Des chercheurs du monde entier utilisent actuellement la plateforme pour étudier diverses maladies génétiques, notamment les troubles du spectre autistique, les maladies cardiovasculaires et l’épilepsie. L’équipe de Schatz, qui fait partie du consortium Telomere-to-Telomer, l’a utilisé pour réanalyser des milliers de génomes humains avec le nouveau génome de référence afin de découvrir plus d’un million de nouvelles variantes.

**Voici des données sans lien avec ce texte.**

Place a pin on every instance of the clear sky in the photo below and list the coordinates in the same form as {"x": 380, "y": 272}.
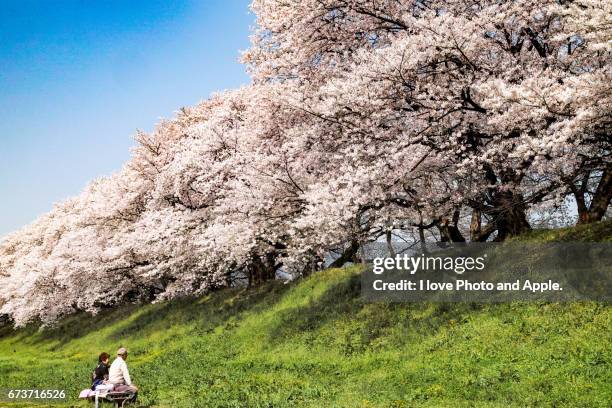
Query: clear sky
{"x": 77, "y": 78}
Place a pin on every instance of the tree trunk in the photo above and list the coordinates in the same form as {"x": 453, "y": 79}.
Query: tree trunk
{"x": 509, "y": 215}
{"x": 347, "y": 256}
{"x": 390, "y": 243}
{"x": 449, "y": 232}
{"x": 599, "y": 203}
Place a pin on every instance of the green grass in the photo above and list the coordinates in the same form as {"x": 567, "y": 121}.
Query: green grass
{"x": 314, "y": 343}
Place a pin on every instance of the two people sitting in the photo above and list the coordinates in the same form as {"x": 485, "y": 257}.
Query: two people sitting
{"x": 115, "y": 377}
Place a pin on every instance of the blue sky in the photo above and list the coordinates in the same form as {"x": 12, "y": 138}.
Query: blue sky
{"x": 77, "y": 78}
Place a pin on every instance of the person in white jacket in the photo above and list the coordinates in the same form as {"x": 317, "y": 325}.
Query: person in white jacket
{"x": 118, "y": 374}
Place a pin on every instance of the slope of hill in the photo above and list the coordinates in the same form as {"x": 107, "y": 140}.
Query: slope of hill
{"x": 314, "y": 343}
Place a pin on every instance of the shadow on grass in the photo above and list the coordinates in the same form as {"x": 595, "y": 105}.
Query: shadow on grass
{"x": 342, "y": 303}
{"x": 140, "y": 320}
{"x": 202, "y": 314}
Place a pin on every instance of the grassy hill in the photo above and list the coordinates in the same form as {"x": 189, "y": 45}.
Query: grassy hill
{"x": 314, "y": 343}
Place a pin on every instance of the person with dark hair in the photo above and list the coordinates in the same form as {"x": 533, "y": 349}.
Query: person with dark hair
{"x": 100, "y": 373}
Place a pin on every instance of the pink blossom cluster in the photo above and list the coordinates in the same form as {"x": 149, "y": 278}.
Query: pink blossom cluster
{"x": 456, "y": 119}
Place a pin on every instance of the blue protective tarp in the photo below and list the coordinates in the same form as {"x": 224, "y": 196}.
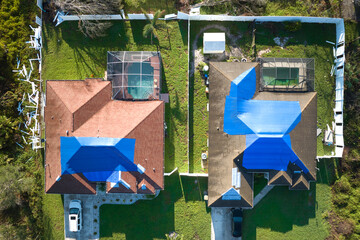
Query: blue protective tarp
{"x": 231, "y": 194}
{"x": 244, "y": 86}
{"x": 96, "y": 158}
{"x": 266, "y": 124}
{"x": 214, "y": 46}
{"x": 260, "y": 117}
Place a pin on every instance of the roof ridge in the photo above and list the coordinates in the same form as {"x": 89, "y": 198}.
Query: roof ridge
{"x": 79, "y": 108}
{"x": 279, "y": 174}
{"x": 101, "y": 89}
{"x": 300, "y": 180}
{"x": 161, "y": 102}
{"x": 58, "y": 97}
{"x": 220, "y": 71}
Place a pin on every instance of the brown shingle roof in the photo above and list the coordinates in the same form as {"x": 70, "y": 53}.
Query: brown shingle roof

Déjà, l’équipe AnVIL a collecté des pétaoctets de données provenant de plusieurs des plus grands projets du NHGRI, y compris des centaines de milliers de génomes du Genotype-Tissue Expression (GTEx), des Centers for Mendelian Genetics (CMG) et des Centers for Common Disease Genomics (CCDG ) projets, avec des plans pour accueillir de nombreux autres projets dans un proche avenir.
L’équipe AnVIL comprend des chercheurs de l’Université Johns Hopkins, du Broad Institute of MIT et Harvard, de l’Université Harvard, de l’Université Vanderbilt, de l’Université de Chicago, de l’Oregon Health and Sciences University, de la Yale University School of Medicine, de l’Université de Californie, Santa Cruz, Roswell Park Comprehensive Cancer Institute, la Pennsylvania State University, la City University of New York, le Carnegie Institute et la Washington University à St. Louis.
Ce travail a été soutenu par des prix d’accord de coopération du NHGRI, avec un cofinancement du Bureau de la stratégie de science des données de l’Institut national de la santé au Broad Institute et à l’Université Johns Hopkins.